Take Inst::MOV(['Eb', 'Gb'],{}) for an example.

  • build/X86/arch/x86/generated/decode-method.cc.inc

    return new x86_macroop::MOV_R_R(machInst, EmulEnv((MODRM_RM | (REX_B << 3)),
      (MODRM_REG | (REX_R << 3)),
      1,
      ADDRSIZE,
      STACKSIZE));
    
    • src/arch/x86/emulenv.hh:

      EmulEnv(RegIndex _reg, RegIndex _regm,
          int _dataSize, int _addressSize, int _stackSize) :
        reg(_reg), regm(_regm), seg(SEGMENT_REG_DS),
        scale(0), index(INTREG_T0),
        base(INTREG_T0),
        dataSize(_dataSize), addressSize(_addressSize),
        stackSize(_stackSize)
      {;}
      

    Here EmulEnv._reg and EmulEnv._regm is assigned with 4-bit reg index, which is pure, is directly decode from x86 inst.
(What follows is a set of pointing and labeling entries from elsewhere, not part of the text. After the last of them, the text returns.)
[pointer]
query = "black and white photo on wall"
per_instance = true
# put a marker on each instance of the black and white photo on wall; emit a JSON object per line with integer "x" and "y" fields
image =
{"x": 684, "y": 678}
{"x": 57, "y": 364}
    • build/X86/arch/x86/generated/decoder-ns.cc.inc:

      x86_macroop::MOV_R_R::MOV_R_R(...):...
      {
      microops[0] = new Mov(machInst, macrocodeBlock,
                  (1ULL << StaticInst::IsMicroop) | (1ULL << StaticInst::IsFirstMicroop) | (1ULL << StaticInst::IsLastMicroop), env.dataSize, 0, X86ISA::GpRegIndex(env.reg), X86ISA::GpRegIndex(env.reg), X86ISA::GpRegIndex(env.regm));
      }
      

      Here Mov(...) receives 4-bit reg index as args without any modification.

      • build/X86/arch/x86/generated/decoder-ns.hh.inc:

        template <typename ...Args>
        Mov(ExtMachInst mach_inst, const char *inst_mnem,
                uint64_t set_flags, uint8_t data_size, uint16_t _ext,
                Args... args) :
            X86ISA::RegOpT<X86ISA::FoldedDestOp, X86ISA::FoldedSrc1Op, X86ISA::FoldedSrc2Op>(mach_inst, "mov", inst_mnem, set_flags,
                    IntAluOp, { args... }, data_size, _ext)
        
        • src/arch/x86/insts/microregop.hh:

          using RegOpT = InstOperands<RegOpBase, Operands...>;
          

          Therefore, constructor of RegOpT actually calls InstOperands,

        • src/arch/x86/insts/microop_args.hh:

          template <typename Base, typename ...Operands>
          class InstOperands : public Base, public Operands...
          {
            ...
            template <std::size_t ...I, typename ...CTorArgs>
            InstOperands(std::index_sequence<I...>, ExtMachInst mach_inst,
                    const char *mnem, const char *inst_mnem, uint64_t set_flags,
                    OpClass op_class, [[maybe_unused]] ArgTuple args,
                    CTorArgs... ctor_args) :
                Base(mach_inst, mnem, inst_mnem, set_flags, op_class, ctor_args...),
                Operands(this, std::get<I>(args))...
            {}
            ...
          };
          

          Here, Base is RegOpBase, Operands are FoldedDestOp, FoldedSrc1Op, FoldedSrc2Op. All of their constructor are called.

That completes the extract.